Used Instrumentation
- i-Raman® portable spectrometer with CleanLaze® laser stabilization (785 nm)
- Spectral resolution down to 3 cm⁻¹, range up to 4000 cm⁻¹, TE-cooled 2048-pixel CCD
- Dedicated Raman cuvette holder (optical path 10 mm)
- BWIQ® chemometrics software for multivariate analysis and PLS regression
Key Results and Discussion
PLS models achieved high correlation coefficients (R) of 0.95–0.98 for oleic acid, linoleic acid, mono- and polyunsaturated fatty acids, with RMSEP values between 0.15 and 0.24. Saturated fatty acid prediction initially showed lower correlation (R=0.84) due to an outlier, which was identified and removed, improving model accuracy. Graphical prediction plots confirmed strong agreement between Raman-based predictions and GC-MS reference data.
Benefits and Practical Applications
The portable Raman approach offers rapid (<10 s), nondestructive analysis without solvents or elaborate sample prep. Measurements in disposable glass vials support at-line and field testing for quality assurance in food processing, verifying fatty acid profiles and monitoring oxidative changes in oils.

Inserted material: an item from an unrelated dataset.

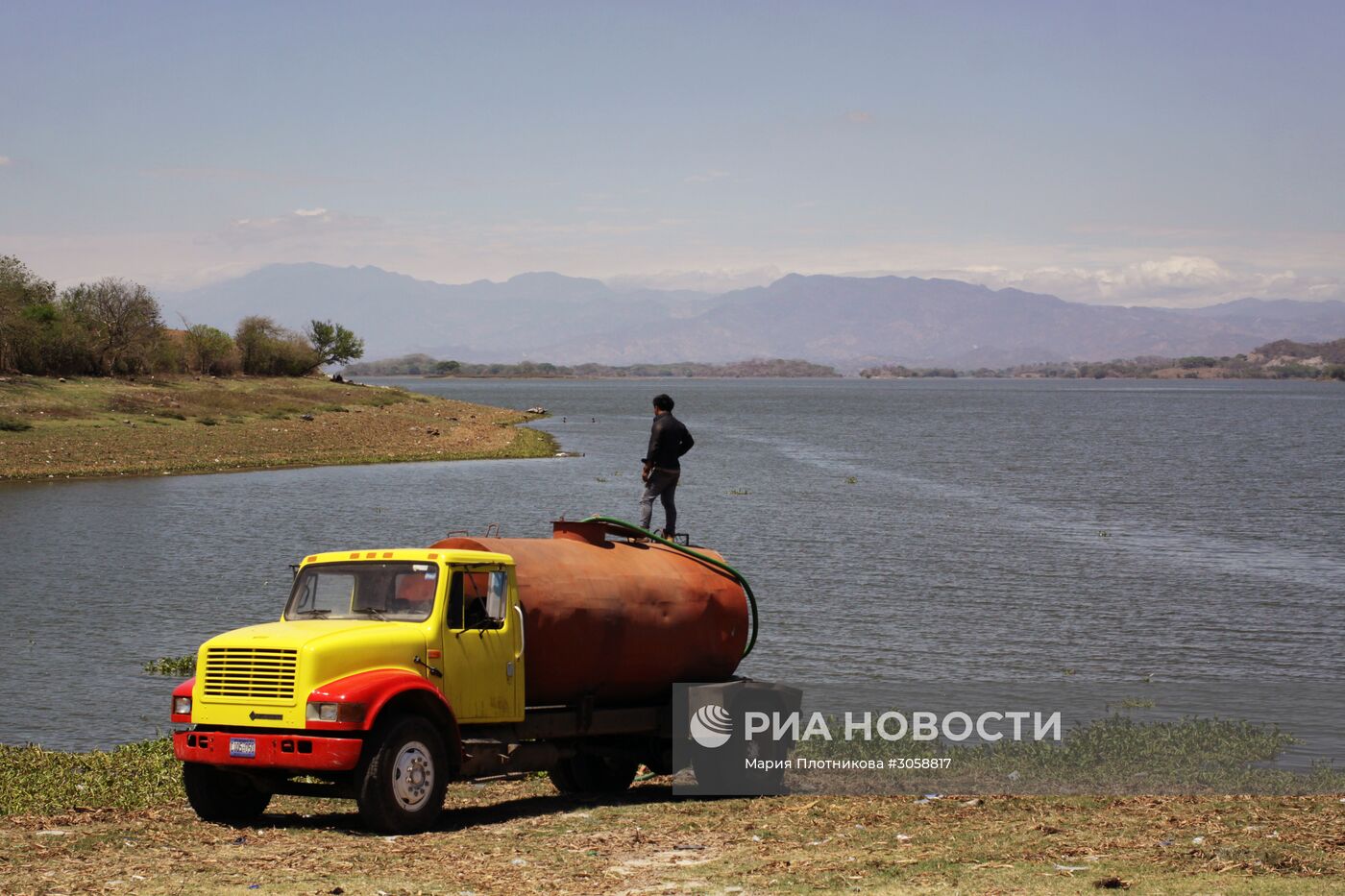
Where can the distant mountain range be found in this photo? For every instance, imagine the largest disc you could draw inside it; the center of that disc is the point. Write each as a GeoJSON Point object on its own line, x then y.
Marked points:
{"type": "Point", "coordinates": [847, 322]}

Future Trends and Potential Applications
- Development of dedicated calibration models for individual fatty acids to enhance accuracy
- Real-time monitoring of lipid oxidation during storage and processing
- Integration with IoT platforms for remote quality tracking
- Extension to other food matrices and industrial liquids
Conclusion
This study demonstrates that a portable Raman spectrometer combined with advanced chemometrics can reliably quantify key fatty acid components in edible oils, offering a fast, simple alternative to GC-MS. The method’s portability and minimal sample requirements enable effective at-line quality control in various production environments.
Reference
- Bernuy B., Meuren M., et al. Determination by Fourier Transform Raman Spectroscopy of Conjugated Linoleic Acid in I2-Photoisomerized Soybean Oil. J. Agric. Food Chem. 2009, 57(15), 6524–6527. DOI:10.1021/jf9003237
- Muik B., Lendl B., Molina-Diaz A. Direct monitoring of lipid oxidation in edible oils by Fourier transform Raman spectroscopy. Chem. Phys. Lipids 2005, (2). DOI:10.1016/j.chemphyslip.2005.01.003
- BWIQ Raman Quantitative Software. B&W Tek. www.bwtek.com/products/bwiq/
- AppNote 20120710C. B&W Tek Shanghai; Central South University; ChemSolve Ltd.